GR 174641; (November, 2008) (Digest)
G.R. No. 174641 November 11, 2008
NATIONAL MINES and ALLIED WORKERS UNION (NAMAWU), petitioner, vs. MARCOPPER MINING CORPORATION, respondent.
FACTS
On April 1, 1996, the DENR ordered the indefinite suspension of MARCOPPER’s operations for causing environmental damage. NAMAWU, the exclusive bargaining representative of MARCOPPER’s rank-and-file workers, filed a complaint on April 10, 1996, for nonpayment of wages for six months (April 12 to October 12, 1996) and separation pay due to the suspension. Labor Arbiter Pedro C. Ramos ruled in favor of NAMAWU on March 14, 2000, ordering MARCOPPER and its officers to pay wages, separation pay, and attorney’s fees. MARCOPPER appealed to the NLRC. It posted an appeal bond for three non-striking employees but filed a motion to dispense with posting a bond for 615 NAMAWU members, arguing their employment had been terminated effective March 7, 1995, due to an earlier illegal strike (a fact confirmed by a final CA decision in CA-G.R. SP No. 51059). The NLRC dismissed MARCOPPER’s appeal on February 28, 2002, for failure to post the required appeal bond for all awarded claimants.
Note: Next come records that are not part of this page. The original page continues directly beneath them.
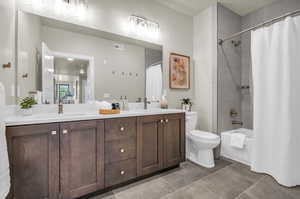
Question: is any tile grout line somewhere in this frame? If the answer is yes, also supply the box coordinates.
[160,163,234,199]
[235,176,266,199]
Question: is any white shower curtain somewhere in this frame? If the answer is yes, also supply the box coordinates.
[251,17,300,187]
[146,64,162,101]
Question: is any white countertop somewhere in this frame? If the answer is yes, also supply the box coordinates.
[5,109,184,126]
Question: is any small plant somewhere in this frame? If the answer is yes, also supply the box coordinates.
[20,97,37,109]
[181,98,193,105]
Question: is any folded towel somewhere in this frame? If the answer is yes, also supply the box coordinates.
[230,133,246,149]
[95,101,112,110]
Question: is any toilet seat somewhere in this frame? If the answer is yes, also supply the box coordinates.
[189,130,220,142]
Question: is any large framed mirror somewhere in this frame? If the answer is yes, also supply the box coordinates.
[16,11,164,104]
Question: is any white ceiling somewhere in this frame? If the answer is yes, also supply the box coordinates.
[156,0,278,16]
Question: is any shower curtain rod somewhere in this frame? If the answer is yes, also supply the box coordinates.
[218,9,300,45]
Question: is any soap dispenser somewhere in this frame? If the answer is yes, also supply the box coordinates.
[123,96,129,111]
[160,90,168,109]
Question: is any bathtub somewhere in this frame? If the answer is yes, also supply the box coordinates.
[221,128,254,166]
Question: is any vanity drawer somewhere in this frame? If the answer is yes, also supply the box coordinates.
[105,117,136,141]
[105,159,137,187]
[105,137,136,163]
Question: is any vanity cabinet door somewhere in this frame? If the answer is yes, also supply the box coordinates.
[7,124,59,199]
[137,115,164,176]
[164,114,185,168]
[60,120,104,199]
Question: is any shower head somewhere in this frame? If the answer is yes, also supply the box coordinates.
[231,40,242,47]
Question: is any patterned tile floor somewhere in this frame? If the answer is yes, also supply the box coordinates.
[90,160,300,199]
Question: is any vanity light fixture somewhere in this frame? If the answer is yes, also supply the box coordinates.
[79,68,85,75]
[129,15,160,39]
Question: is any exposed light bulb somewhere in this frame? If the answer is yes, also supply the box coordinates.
[128,15,160,39]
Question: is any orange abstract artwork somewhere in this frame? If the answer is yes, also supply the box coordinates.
[170,53,190,89]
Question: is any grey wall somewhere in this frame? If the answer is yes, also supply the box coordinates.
[218,4,241,132]
[17,0,195,109]
[193,4,217,132]
[242,0,300,128]
[0,0,16,105]
[42,26,145,102]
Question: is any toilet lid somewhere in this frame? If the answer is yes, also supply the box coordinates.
[191,131,219,140]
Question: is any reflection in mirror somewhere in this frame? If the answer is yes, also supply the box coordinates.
[54,57,89,104]
[16,11,163,104]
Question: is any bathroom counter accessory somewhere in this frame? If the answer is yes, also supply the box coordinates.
[4,109,184,127]
[6,111,185,199]
[99,109,121,115]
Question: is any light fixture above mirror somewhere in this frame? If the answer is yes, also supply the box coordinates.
[129,15,160,39]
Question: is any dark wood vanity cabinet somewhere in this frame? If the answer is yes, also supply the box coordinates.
[60,120,104,199]
[137,115,164,176]
[164,114,185,168]
[137,114,185,176]
[7,114,185,199]
[7,124,59,199]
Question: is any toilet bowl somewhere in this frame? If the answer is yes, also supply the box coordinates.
[186,112,221,168]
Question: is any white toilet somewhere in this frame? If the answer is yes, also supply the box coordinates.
[186,112,220,168]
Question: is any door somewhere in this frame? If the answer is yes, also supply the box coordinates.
[6,124,59,199]
[137,115,163,176]
[60,120,104,199]
[42,42,54,104]
[0,0,16,104]
[164,114,185,168]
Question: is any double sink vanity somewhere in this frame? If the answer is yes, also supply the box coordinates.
[6,109,185,199]
[4,10,185,199]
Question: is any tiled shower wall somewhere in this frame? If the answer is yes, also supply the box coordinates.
[218,0,300,132]
[218,4,241,132]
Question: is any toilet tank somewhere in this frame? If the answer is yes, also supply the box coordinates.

The CA granted MARCOPPER’s petition for certiorari, nullifying the NLRC’s dismissal and ordering it to give due course to the appeal. The CA found the non-filing of the bond for the 615 members justified as they were no longer employees at the time of the operational suspension. NAMAWU filed the present petition.
ISSUE
Whether the Court of Appeals erred in ruling that there was no need for MARCOPPER to post an appeal bond for the 615 NAMAWU members and in ordering the NLRC to give due course to MARCOPPER’s appeal.
RULING
The Supreme Court DENIED the petition and AFFIRMED the Court of Appeals decision. The posting of an appeal bond is mandatory for the perfection of an appeal from a Labor Arbiter’s decision involving a monetary award. However, the Court recognized that the requirement presupposes that the award is in favor of parties who are employees entitled to the benefits awarded. In this case, the 615 NAMAWU members were dismissed for cause on March 7, 1995, due to an illegal strike, and this dismissal was affirmed by a final and executory judgment (CA-G.R. SP No. 51059, affirmed by the Supreme Court). Consequently, they were no longer employees of MARCOPPER when the environmental incident occurred and operations were suspended on April 1, 1996. Therefore, the Labor Arbiter’s award of wages and separation pay to these individuals had no legal basis. Requiring MARCOPPER to post a bond to guarantee an award for persons not entitled to it would be unjust and contrary to equity. The CA correctly considered the final judgment in the illegal strike case to resolve the appeal bond issue, as it established that the 615 members had no employer-employee relationship with MARCOPPER during the relevant period. The NLRC was ordered to give due course to MARCOPPER’s appeal to determine the merits, particularly concerning the three employees for whom a bond was posted and any others similarly situated but not part of the illegal strike case.